Racionamento já é realidade
Nessas localidades, a captação de água é realizada em rios e represas, que já apresentam níveis preocupantemente baixos devido à seca. Segundo o presidente do Comitê da Bacia do Rio Pardo, Paulo Finote, a estiagem deste ano pode ser ainda mais severa do que a de 2014. Em algumas cidades, o racionamento de água se tornou uma prática contínua desde o ano passado.
Em Barrinha, por exemplo, os moradores enfrentam interrupções no fornecimento de água do meio-dia às 16h, e novamente das 23h às 4h da manhã. Em Morro Agudo, o racionamento afeta os moradores das 13h às 17h, e das 22h às 6h da manhã. Já em Orlândia, o corte no abastecimento ocorre diretamente das 18h às 6h da manhã, levando muitos moradores a repensarem seus hábitos de consumo.
Leia também
Conscientização e Economia
Moradores relatam a necessidade de economizar água ao máximo, evitando desperdícios como torneiras abertas ao escovar os dentes e o uso de mangueiras para lavar calçadas. Em Morro Agudo, o período de racionamento foi ampliado após o nível do reservatório que abastece a maior parte da cidade diminuir 40 centímetros em apenas 30 dias. O assistente da Secretaria de Obras, William Jorge, alerta que, se a situação persistir, será necessário ampliar ainda mais o horário de racionamento, e pede a colaboração da população para economizar água e evitar o desperdício.
Impacto Além da Captação Superficial
O comitê da bacia do Rio Pardo alerta que a captação superficial em rios e represas não é a única preocupação. Cidades que dependem de poços artesianos também podem enfrentar problemas, já que a alta demanda de água devido ao calor pode sobrecarregar a distribuição. Foi registrada uma redução de 70 metros no cone da água subterrânea na zona central, levando o comitê a desenvolver um sistema dividido do ribeirão em três zonas, com restrições para a abertura de novos poços.

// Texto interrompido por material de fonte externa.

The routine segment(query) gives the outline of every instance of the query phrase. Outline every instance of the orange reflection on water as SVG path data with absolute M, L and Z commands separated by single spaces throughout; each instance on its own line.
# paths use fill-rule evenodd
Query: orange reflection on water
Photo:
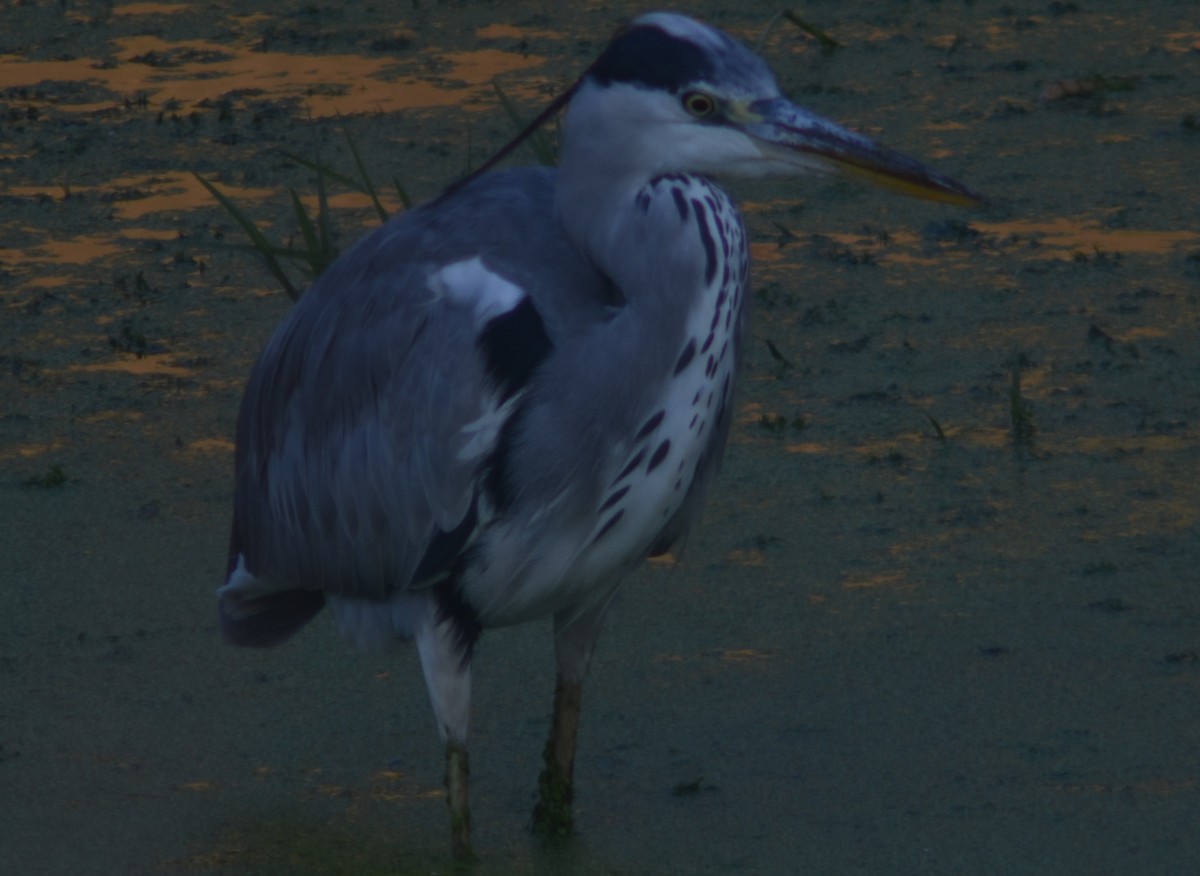
M 193 453 L 233 453 L 233 442 L 228 438 L 197 438 L 189 442 L 187 449 Z
M 524 33 L 521 28 L 514 27 L 511 24 L 489 24 L 486 27 L 477 28 L 475 36 L 482 40 L 519 39 L 524 36 Z
M 277 194 L 275 189 L 238 188 L 224 182 L 221 191 L 238 203 L 259 200 Z M 122 176 L 98 186 L 72 185 L 76 194 L 96 194 L 109 201 L 114 217 L 122 221 L 141 219 L 151 213 L 171 213 L 211 207 L 212 195 L 190 173 L 158 173 Z M 12 186 L 10 195 L 24 198 L 66 200 L 61 188 L 53 186 Z M 150 229 L 122 229 L 125 237 L 153 237 L 164 232 Z M 174 236 L 166 233 L 168 236 Z
M 832 452 L 827 445 L 818 444 L 816 441 L 800 441 L 796 444 L 789 444 L 783 449 L 788 453 L 803 453 L 806 456 L 823 456 Z
M 0 447 L 0 462 L 9 462 L 18 457 L 33 459 L 35 456 L 45 456 L 47 453 L 62 450 L 65 446 L 66 442 L 61 438 L 55 438 L 45 444 L 10 444 L 7 447 Z
M 1200 31 L 1181 31 L 1179 33 L 1167 34 L 1166 49 L 1168 52 L 1177 55 L 1200 52 Z
M 847 574 L 842 579 L 843 590 L 874 590 L 878 587 L 915 587 L 907 582 L 904 572 L 875 572 L 870 575 Z
M 319 195 L 300 195 L 300 203 L 308 210 L 310 216 L 316 216 L 321 208 L 321 198 Z M 325 201 L 333 210 L 361 210 L 366 215 L 363 216 L 361 227 L 364 231 L 370 230 L 379 225 L 379 214 L 375 212 L 375 203 L 371 200 L 370 195 L 365 195 L 362 192 L 339 192 L 335 195 L 326 195 Z M 404 209 L 404 205 L 399 198 L 389 198 L 387 191 L 379 193 L 379 202 L 383 205 L 383 209 L 388 215 L 399 213 Z M 339 222 L 343 221 L 339 218 Z
M 770 651 L 758 648 L 722 648 L 717 655 L 729 663 L 761 663 L 775 656 Z
M 1047 787 L 1051 791 L 1060 791 L 1067 794 L 1122 794 L 1127 795 L 1133 792 L 1147 794 L 1154 797 L 1170 797 L 1175 794 L 1193 794 L 1197 790 L 1198 783 L 1196 779 L 1143 779 L 1141 781 L 1129 781 L 1121 779 L 1114 782 L 1054 782 Z
M 35 230 L 35 229 L 29 229 Z M 31 249 L 7 249 L 0 247 L 0 262 L 15 265 L 25 263 L 76 264 L 82 265 L 124 249 L 112 235 L 89 234 L 69 237 L 64 240 L 44 238 Z
M 1179 453 L 1193 443 L 1194 439 L 1186 435 L 1078 435 L 1072 439 L 1071 449 L 1090 456 L 1127 453 L 1134 447 L 1142 452 Z
M 122 228 L 121 236 L 130 240 L 175 240 L 179 232 L 165 228 Z
M 1038 17 L 1031 15 L 1028 20 L 1038 21 Z M 1021 47 L 1021 31 L 1014 28 L 1012 22 L 1005 18 L 993 18 L 987 21 L 983 26 L 983 32 L 987 35 L 983 46 L 984 51 L 1008 54 Z
M 767 556 L 757 549 L 732 550 L 726 559 L 735 566 L 765 566 Z
M 278 194 L 275 189 L 238 188 L 221 184 L 221 191 L 238 203 L 269 198 Z M 98 195 L 107 198 L 114 218 L 122 221 L 142 219 L 150 214 L 182 212 L 208 208 L 212 196 L 194 176 L 184 173 L 120 177 L 98 186 L 72 186 L 76 195 Z M 12 186 L 8 193 L 17 197 L 48 198 L 63 201 L 62 190 L 47 186 Z M 23 231 L 44 234 L 42 229 Z M 0 262 L 9 266 L 70 264 L 85 265 L 98 259 L 127 250 L 139 240 L 174 240 L 178 231 L 163 228 L 121 227 L 112 233 L 76 235 L 62 239 L 42 237 L 36 246 L 21 249 L 0 247 Z M 41 277 L 31 285 L 54 285 L 53 278 Z M 65 279 L 65 278 L 64 278 Z
M 111 11 L 113 15 L 173 15 L 191 8 L 191 3 L 126 3 Z
M 113 420 L 143 420 L 146 415 L 141 411 L 99 411 L 80 417 L 79 422 L 93 425 L 95 423 L 110 423 Z
M 972 231 L 991 238 L 1000 247 L 982 246 L 981 252 L 1007 252 L 1004 244 L 1032 240 L 1037 248 L 1021 250 L 1021 256 L 1035 259 L 1074 259 L 1077 254 L 1093 256 L 1106 254 L 1169 255 L 1177 247 L 1200 243 L 1195 231 L 1152 231 L 1137 228 L 1108 228 L 1095 219 L 1061 216 L 1043 221 L 1014 219 L 1007 222 L 972 220 Z M 912 231 L 889 231 L 886 240 L 876 235 L 844 232 L 822 232 L 822 237 L 845 247 L 854 255 L 869 255 L 879 264 L 935 265 L 947 256 L 944 246 L 930 249 L 921 236 Z M 771 244 L 755 244 L 756 258 L 771 258 L 778 254 Z M 968 241 L 967 246 L 970 246 Z
M 75 279 L 76 279 L 75 277 L 70 277 L 67 275 L 59 275 L 59 276 L 47 275 L 44 277 L 34 277 L 30 280 L 27 280 L 24 283 L 24 286 L 26 289 L 56 289 L 59 286 L 65 286 L 68 283 L 74 282 Z M 26 302 L 24 302 L 24 301 L 20 301 L 20 302 L 16 302 L 15 304 L 12 304 L 10 306 L 22 307 L 25 305 L 25 303 Z
M 778 243 L 752 243 L 750 244 L 750 258 L 755 262 L 777 262 L 781 258 L 780 246 Z
M 29 61 L 19 55 L 0 55 L 0 82 L 13 88 L 91 82 L 117 95 L 146 95 L 156 104 L 174 100 L 185 106 L 245 89 L 267 98 L 303 98 L 314 117 L 324 117 L 470 104 L 490 92 L 496 76 L 537 67 L 545 60 L 490 48 L 434 54 L 445 67 L 438 71 L 439 82 L 446 83 L 441 85 L 401 76 L 398 60 L 392 57 L 299 55 L 256 51 L 258 42 L 240 46 L 202 40 L 170 42 L 151 35 L 114 42 L 121 59 L 115 66 L 96 58 Z M 115 102 L 49 100 L 60 110 L 69 107 L 76 112 L 106 109 Z
M 71 371 L 123 371 L 137 377 L 191 377 L 193 371 L 173 364 L 177 358 L 174 353 L 148 353 L 144 356 L 127 355 L 107 362 L 93 362 L 90 365 L 72 365 Z
M 921 127 L 926 131 L 966 131 L 971 126 L 966 122 L 940 121 L 926 122 Z
M 522 27 L 515 27 L 511 24 L 489 24 L 485 27 L 478 28 L 475 31 L 475 36 L 481 40 L 498 40 L 498 39 L 545 39 L 545 40 L 561 40 L 563 35 L 557 30 L 526 30 Z
M 1009 222 L 972 222 L 971 227 L 998 237 L 1033 238 L 1058 252 L 1043 253 L 1043 258 L 1057 258 L 1067 252 L 1141 253 L 1166 255 L 1177 246 L 1200 241 L 1194 231 L 1142 231 L 1133 228 L 1105 228 L 1094 221 L 1062 216 L 1040 222 L 1015 219 Z

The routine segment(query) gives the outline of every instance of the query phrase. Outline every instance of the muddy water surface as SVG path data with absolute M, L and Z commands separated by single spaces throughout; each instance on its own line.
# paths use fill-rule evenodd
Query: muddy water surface
M 610 4 L 0 9 L 0 851 L 27 873 L 448 872 L 415 659 L 217 640 L 274 239 L 401 208 L 567 84 Z M 771 7 L 687 11 L 757 41 Z M 785 91 L 987 192 L 731 188 L 756 255 L 704 525 L 634 575 L 578 835 L 525 830 L 549 631 L 487 636 L 480 873 L 1189 873 L 1200 860 L 1193 4 L 814 2 Z M 528 157 L 522 157 L 528 160 Z M 334 187 L 343 244 L 377 219 Z M 300 281 L 300 275 L 295 279 Z

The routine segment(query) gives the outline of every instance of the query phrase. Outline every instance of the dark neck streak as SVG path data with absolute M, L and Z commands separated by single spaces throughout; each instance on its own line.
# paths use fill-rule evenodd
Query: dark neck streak
M 624 330 L 644 333 L 641 349 L 658 350 L 672 361 L 683 341 L 683 325 L 719 273 L 722 258 L 709 199 L 697 198 L 695 182 L 683 174 L 665 174 L 616 192 L 593 190 L 602 203 L 578 217 L 573 228 L 568 226 L 621 291 L 627 311 Z M 704 182 L 707 194 L 711 188 Z M 701 203 L 707 227 L 698 221 L 693 200 Z

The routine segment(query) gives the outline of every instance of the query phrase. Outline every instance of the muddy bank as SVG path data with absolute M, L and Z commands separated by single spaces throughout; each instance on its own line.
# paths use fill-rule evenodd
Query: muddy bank
M 770 12 L 688 7 L 748 41 Z M 631 4 L 21 6 L 0 34 L 0 848 L 30 873 L 445 872 L 413 655 L 216 637 L 233 421 L 288 306 L 218 181 L 417 199 Z M 480 872 L 1183 873 L 1200 859 L 1200 133 L 1188 4 L 816 3 L 802 103 L 987 192 L 731 186 L 755 244 L 701 530 L 586 690 L 579 836 L 525 832 L 549 631 L 486 637 Z M 522 158 L 528 160 L 528 157 Z M 335 192 L 342 241 L 376 221 Z M 768 343 L 769 342 L 769 343 Z M 1014 375 L 1019 394 L 1014 393 Z M 1014 421 L 1015 417 L 1015 421 Z M 1020 428 L 1014 428 L 1014 423 Z M 537 682 L 537 679 L 541 679 Z

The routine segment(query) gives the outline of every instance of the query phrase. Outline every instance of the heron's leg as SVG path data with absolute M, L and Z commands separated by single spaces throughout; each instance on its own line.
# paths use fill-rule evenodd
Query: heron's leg
M 571 832 L 571 781 L 575 771 L 575 740 L 579 735 L 579 708 L 583 684 L 561 675 L 554 686 L 554 719 L 550 738 L 542 751 L 546 766 L 538 776 L 538 803 L 533 829 L 547 836 Z
M 450 807 L 450 850 L 459 860 L 472 860 L 471 807 L 467 799 L 467 779 L 471 768 L 467 763 L 467 747 L 446 743 L 446 805 Z
M 558 677 L 554 685 L 550 738 L 542 753 L 546 766 L 538 777 L 538 803 L 533 810 L 533 829 L 537 833 L 566 836 L 571 832 L 571 782 L 575 772 L 583 679 L 607 608 L 608 601 L 605 600 L 583 614 L 559 612 L 554 616 Z
M 471 707 L 471 657 L 451 619 L 418 628 L 417 653 L 438 732 L 446 743 L 446 805 L 454 857 L 473 860 L 468 802 L 467 724 Z

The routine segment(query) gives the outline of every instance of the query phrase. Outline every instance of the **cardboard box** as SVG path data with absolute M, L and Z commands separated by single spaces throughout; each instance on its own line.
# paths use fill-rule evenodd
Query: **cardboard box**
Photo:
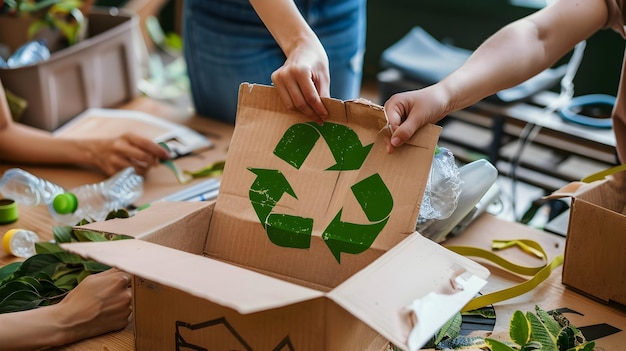
M 613 176 L 588 184 L 574 182 L 550 197 L 572 199 L 563 284 L 601 301 L 626 305 L 626 193 L 622 183 Z
M 155 203 L 87 226 L 141 240 L 64 246 L 135 275 L 137 350 L 415 350 L 486 284 L 414 232 L 439 127 L 387 154 L 382 107 L 325 103 L 319 126 L 243 84 L 215 203 Z
M 0 68 L 4 87 L 28 103 L 21 123 L 52 131 L 89 107 L 113 107 L 138 95 L 136 16 L 96 8 L 87 20 L 88 35 L 80 43 L 36 65 Z M 27 41 L 16 34 L 20 24 L 24 31 L 23 21 L 0 17 L 0 42 L 13 50 Z

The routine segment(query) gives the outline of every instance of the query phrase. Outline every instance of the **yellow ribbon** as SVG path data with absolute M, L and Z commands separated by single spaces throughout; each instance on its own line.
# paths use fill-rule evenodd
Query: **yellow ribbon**
M 533 240 L 494 240 L 492 245 L 492 247 L 494 247 L 494 249 L 496 250 L 512 246 L 518 246 L 525 252 L 543 259 L 547 259 L 548 257 L 541 245 Z M 477 310 L 479 308 L 493 305 L 495 303 L 509 300 L 511 298 L 525 294 L 536 288 L 541 282 L 543 282 L 550 276 L 550 273 L 552 273 L 555 268 L 563 264 L 563 254 L 559 254 L 554 257 L 549 264 L 544 264 L 539 267 L 527 267 L 508 261 L 491 251 L 480 249 L 477 247 L 447 246 L 446 248 L 458 253 L 459 255 L 468 257 L 480 257 L 486 259 L 513 273 L 525 276 L 532 276 L 532 278 L 528 279 L 527 281 L 511 286 L 509 288 L 475 297 L 463 307 L 461 312 Z

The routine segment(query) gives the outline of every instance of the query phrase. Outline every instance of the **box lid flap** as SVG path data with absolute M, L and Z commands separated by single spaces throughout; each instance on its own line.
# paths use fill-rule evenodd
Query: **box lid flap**
M 82 242 L 62 244 L 62 247 L 242 314 L 324 295 L 317 290 L 143 240 Z
M 332 288 L 415 230 L 440 127 L 389 154 L 381 106 L 323 101 L 318 125 L 242 84 L 209 255 Z
M 328 297 L 394 345 L 414 350 L 476 296 L 488 276 L 480 264 L 416 232 Z

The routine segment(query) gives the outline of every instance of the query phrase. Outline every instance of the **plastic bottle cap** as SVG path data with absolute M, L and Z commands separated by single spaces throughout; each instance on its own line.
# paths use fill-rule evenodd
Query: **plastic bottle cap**
M 14 238 L 17 240 L 17 243 L 12 242 Z M 39 241 L 37 233 L 31 230 L 14 228 L 4 233 L 2 247 L 4 251 L 14 256 L 27 258 L 36 253 L 34 243 L 37 241 Z
M 17 203 L 11 199 L 0 200 L 0 224 L 17 221 Z
M 2 247 L 5 252 L 11 253 L 11 238 L 18 231 L 19 229 L 9 229 L 6 233 L 4 233 L 4 237 L 2 237 Z
M 52 207 L 59 214 L 73 213 L 78 208 L 78 199 L 72 193 L 59 194 L 52 201 Z

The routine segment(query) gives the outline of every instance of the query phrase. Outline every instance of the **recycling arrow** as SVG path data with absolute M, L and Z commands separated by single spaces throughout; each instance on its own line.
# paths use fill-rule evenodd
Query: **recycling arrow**
M 372 223 L 342 222 L 343 209 L 339 210 L 322 234 L 322 239 L 325 240 L 337 262 L 341 262 L 342 252 L 358 254 L 372 246 L 387 224 L 389 214 L 393 209 L 391 193 L 378 173 L 356 183 L 351 189 L 365 216 Z
M 248 168 L 256 174 L 248 196 L 269 239 L 276 245 L 308 248 L 311 244 L 313 219 L 284 214 L 271 214 L 284 193 L 298 197 L 285 176 L 278 170 Z
M 357 170 L 363 165 L 373 144 L 363 146 L 350 128 L 336 123 L 298 123 L 291 126 L 274 148 L 274 154 L 300 169 L 311 150 L 324 139 L 335 159 L 326 171 Z M 309 248 L 313 219 L 272 213 L 283 194 L 298 199 L 289 181 L 279 170 L 248 168 L 256 174 L 249 191 L 250 202 L 268 238 L 282 247 Z M 370 223 L 359 224 L 341 220 L 343 208 L 322 233 L 322 239 L 337 262 L 341 253 L 359 254 L 369 247 L 383 230 L 393 209 L 393 197 L 378 173 L 351 187 L 352 193 Z
M 298 123 L 291 126 L 274 149 L 281 160 L 300 169 L 317 140 L 322 136 L 333 158 L 337 162 L 328 171 L 354 170 L 361 168 L 372 145 L 363 146 L 359 136 L 350 128 L 337 123 Z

De acordo com o agro-meteorologista Glauco Cortez, atrássto é tipicamente o mês mais seco, e nos últimos cinco anos a quantidade de chuvas no período tem sido drasticamente reduzida. A escassez de chuva deve continuar até o início de setembro. O último registro de chuva em Ribeirão Preto foi em 26 de julho, com apenas 1 milímetro, encerrando o mês com 28 milímetros, frente aos 24,5 milímetros considerados normais.
Diante desse cenário, a colaboração da população e a gestão consciente dos recursos hídricos se mostram essenciais para mitigar os efeitos da crise.